Felizmente, no trajeto para casa não há muitas ruas com trânsito de carros.
A Anchor Road, onde estavam no momento, é a exceção, e vejo que Lilian sabe que tem de esperar pela luz do homenzinho verde, que aparece com o seu apito intermitente, para então poder atravessar a rua.
Quando espreitou para a direita, a sua cabecinha sobressaiu de entre os muitos adultos que esperavam mecanicamente o momento de atravessar.
Homenzinho verde… apito intermitente… mais uma espreitadela, não vá vir algum despistado… ninguém… pimba! E lá vai ela a correr outra vez.
O duo mãe e filha passou em frente aos Cascade Steps. Lilian não conseguia tirar os olhos da instalação de luzes que fazia jogos de cor num incessante galgar de degraus — o que levou a um automático aviso da mãe, prevenida por situações anteriores:
— “Olha para onde vais!”
Lilian escapou-se àquele que não seria o primeiro trambolhão.
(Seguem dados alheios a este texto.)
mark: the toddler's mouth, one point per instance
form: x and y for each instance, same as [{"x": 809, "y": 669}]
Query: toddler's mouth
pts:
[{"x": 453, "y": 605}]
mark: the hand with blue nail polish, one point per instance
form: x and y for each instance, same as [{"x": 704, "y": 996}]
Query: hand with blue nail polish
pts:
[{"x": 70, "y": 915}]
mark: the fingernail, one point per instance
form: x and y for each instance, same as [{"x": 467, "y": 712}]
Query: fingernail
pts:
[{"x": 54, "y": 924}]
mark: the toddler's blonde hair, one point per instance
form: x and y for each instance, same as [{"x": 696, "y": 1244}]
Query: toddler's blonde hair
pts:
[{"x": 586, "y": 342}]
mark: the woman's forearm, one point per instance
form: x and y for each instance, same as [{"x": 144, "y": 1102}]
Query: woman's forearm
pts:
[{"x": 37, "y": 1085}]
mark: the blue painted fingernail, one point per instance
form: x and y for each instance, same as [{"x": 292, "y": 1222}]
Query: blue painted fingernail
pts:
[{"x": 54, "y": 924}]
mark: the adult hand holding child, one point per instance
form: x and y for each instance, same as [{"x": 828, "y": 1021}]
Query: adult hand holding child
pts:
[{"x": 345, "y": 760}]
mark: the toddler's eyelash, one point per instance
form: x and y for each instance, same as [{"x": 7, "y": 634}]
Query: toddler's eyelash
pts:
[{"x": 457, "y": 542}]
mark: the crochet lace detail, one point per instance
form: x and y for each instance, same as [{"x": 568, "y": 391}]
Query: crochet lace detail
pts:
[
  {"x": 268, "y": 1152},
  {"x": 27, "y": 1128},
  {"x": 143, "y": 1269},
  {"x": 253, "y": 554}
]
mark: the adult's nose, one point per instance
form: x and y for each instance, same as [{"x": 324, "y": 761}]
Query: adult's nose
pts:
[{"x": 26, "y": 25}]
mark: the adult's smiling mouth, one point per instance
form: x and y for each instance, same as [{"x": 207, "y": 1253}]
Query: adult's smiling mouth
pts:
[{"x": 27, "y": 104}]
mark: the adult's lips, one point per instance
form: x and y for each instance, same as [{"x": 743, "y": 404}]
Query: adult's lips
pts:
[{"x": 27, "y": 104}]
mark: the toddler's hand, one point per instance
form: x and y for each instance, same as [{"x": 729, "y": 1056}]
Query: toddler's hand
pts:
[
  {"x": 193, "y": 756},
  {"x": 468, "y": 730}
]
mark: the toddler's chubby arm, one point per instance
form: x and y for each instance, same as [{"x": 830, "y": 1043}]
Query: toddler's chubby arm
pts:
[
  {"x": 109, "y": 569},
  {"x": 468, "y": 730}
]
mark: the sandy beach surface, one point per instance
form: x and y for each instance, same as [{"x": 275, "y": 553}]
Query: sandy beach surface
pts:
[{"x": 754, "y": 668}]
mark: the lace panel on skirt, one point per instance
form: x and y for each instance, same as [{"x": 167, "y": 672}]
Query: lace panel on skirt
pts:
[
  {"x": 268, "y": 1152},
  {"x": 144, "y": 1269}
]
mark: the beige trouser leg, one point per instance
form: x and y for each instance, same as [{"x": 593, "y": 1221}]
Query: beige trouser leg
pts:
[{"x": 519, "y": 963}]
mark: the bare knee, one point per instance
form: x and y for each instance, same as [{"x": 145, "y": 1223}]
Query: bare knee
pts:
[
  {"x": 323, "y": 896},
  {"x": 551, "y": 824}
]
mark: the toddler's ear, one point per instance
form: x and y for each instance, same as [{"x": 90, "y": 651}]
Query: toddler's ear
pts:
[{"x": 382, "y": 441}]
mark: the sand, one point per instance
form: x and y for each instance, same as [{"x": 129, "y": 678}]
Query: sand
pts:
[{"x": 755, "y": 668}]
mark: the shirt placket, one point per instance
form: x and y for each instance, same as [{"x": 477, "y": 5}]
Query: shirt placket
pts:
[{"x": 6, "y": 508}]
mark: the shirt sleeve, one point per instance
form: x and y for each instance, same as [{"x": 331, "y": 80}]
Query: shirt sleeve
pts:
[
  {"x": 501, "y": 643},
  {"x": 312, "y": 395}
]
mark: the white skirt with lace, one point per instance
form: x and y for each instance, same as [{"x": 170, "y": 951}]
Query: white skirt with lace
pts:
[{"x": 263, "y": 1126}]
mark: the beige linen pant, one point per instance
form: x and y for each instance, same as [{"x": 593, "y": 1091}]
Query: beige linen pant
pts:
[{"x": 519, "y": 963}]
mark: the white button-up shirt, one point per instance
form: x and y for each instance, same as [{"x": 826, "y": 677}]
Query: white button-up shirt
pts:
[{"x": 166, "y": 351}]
— “Broad Quay, Broad Quay…”
Oiço o aviso de Emily, mas não faço a mais pequena ideia do que tal possa ser.
No entanto, o comando atinge em cheio o seu pequeno destinatário, que ajusta o sentido da corrida, aponta a agulha para uma ciclovia ali perto e zás — afastam-se rapidamente.
Não sei o que eu poderia estar a pensar, mas foi tudo muito repentino.
Parecia que este par singular não me deixaria outra solução para saber para onde iam, senão terminar de fotografar e levantar voo, movido pela ânsia de acompanhar a história.
A realidade e o pragmatismo da força gravitacional, que me prendia ao chão com os meus 95 kg, limitaram-me a imitar esta sábia e indulgente pequena criatura — e também comecei a correr.
Maldita indecisão de uns segundos que me fez perder de vista o par insólito.
Tinham desaparecido junto ao rio, sob a proteção da falta de iluminação, e quase pensei em desistir da minha perseguição.
À minha frente, mas algo distante, uma rua iluminada prendeu-me o olhar. Era a estrada que dava acesso à Prince Bridge e que passa para a outra margem do rio Avon.
Entre mim e essa estrada, havia o espaço de rio  em “U”, formado pelo contorno de uma doca, o que tornava a ponte inacessível em tempo útil. Foi o remate final para que eu me desse quase por vencido.
Mas só quase.
Foi então que, na tal rua iluminada, no meio do amontoado de gente que passava de um lado para o outro, consegui ver um pequeno barrete cor-de-laranja que corria por entre as pernas dos transeuntes e a minha esperança voltou a brilhar.
Lilian, de braços abertos, como se fosse uma avioneta, corria, voava, dando fortes guinadas de asa e evitando obstáculos gigantes que, tal como ela e a mãe, talvez também regressassem a casa após um dia de trabalho.
O som da cidade misturava-se com os estalidos aquáticos do rio, e a minha imaginação preencheu o som que faltava.
Consegui ouvir um “vvruuummmmm” saído de uns lábios de criança, projetando gafanhotos à sua volta.
Atrás do pequeno avião imaginário, e à distância de apenas um ou dois segundos, como uma sombra protetora, vi a mãe ciclista que, com a sua cria, desapareceu do meu olhar confundindo-se de vez com a população.
Só o posso continuar a imaginar o fim do dia dessa família.
Porque, o fim desse meu dia, já estava mais quente pelo carinho da cena que, mesmo não sendo minha, partilhei.